CDEoH: Category-Driven Automatic Algorithm Design With Large Language Models
New method tackles LLM-based algorithm evolution's instability by explicitly balancing performance and category diversity.
A research team led by Yu-Nian Wang has introduced CDEoH (Category-Driven Automatic Algorithm Design with Large Language Models), a novel framework that tackles a core weakness in using LLMs to generate new algorithms. Current LLM-based heuristic search methods often suffer from unstable evolutionary processes and get stuck in suboptimal solutions (premature convergence). While existing fixes focus on prompt engineering or evolving code and reasoning together, CDEoH identifies a missing piece: the lack of algorithmic category diversity. It argues that maintaining a population of solutions from varied algorithmic paradigms is critical for stable, long-term evolution.
The CDEoH framework explicitly models different algorithm categories and implements a population management strategy that balances two objectives: raw performance and category diversity.
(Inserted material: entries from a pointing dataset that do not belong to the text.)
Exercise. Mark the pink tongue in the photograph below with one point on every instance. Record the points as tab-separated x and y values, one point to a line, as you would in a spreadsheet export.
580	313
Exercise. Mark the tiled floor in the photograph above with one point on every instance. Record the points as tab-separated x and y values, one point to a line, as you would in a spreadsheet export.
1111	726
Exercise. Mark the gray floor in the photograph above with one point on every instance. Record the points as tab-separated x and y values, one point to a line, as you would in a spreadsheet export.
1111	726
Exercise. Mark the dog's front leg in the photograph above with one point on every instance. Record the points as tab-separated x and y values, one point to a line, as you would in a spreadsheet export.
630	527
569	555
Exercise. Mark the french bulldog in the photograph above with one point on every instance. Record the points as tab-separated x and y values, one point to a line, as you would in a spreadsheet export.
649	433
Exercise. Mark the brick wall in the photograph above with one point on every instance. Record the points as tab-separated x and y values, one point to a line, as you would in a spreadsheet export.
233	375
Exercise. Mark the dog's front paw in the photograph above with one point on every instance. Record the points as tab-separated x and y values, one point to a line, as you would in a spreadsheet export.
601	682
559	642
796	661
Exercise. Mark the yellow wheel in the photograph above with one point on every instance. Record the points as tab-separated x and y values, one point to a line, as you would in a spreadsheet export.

This dual focus allows the system to explore multiple promising evolutionary directions in parallel, rather than having the entire population converge prematurely on a single approach. The researchers validated CDEoH through extensive experiments on representative combinatorial optimization problems at multiple scales. The results demonstrated that the method effectively mitigates single-direction convergence, significantly enhances evolutionary stability, and achieves consistently superior average performance across different tasks and problem sizes compared to previous approaches.
- Addresses instability in LLM-based algorithm evolution by managing category diversity, not just performance.
- Enables parallel exploration across multiple algorithmic paradigms (e.g., different heuristic families).
- Demonstrated superior and more consistent average performance on combinatorial optimization benchmarks.
Why It Matters
Makes AI-aided algorithm design more reliable and effective for complex optimization tasks in logistics, scheduling, and R&D.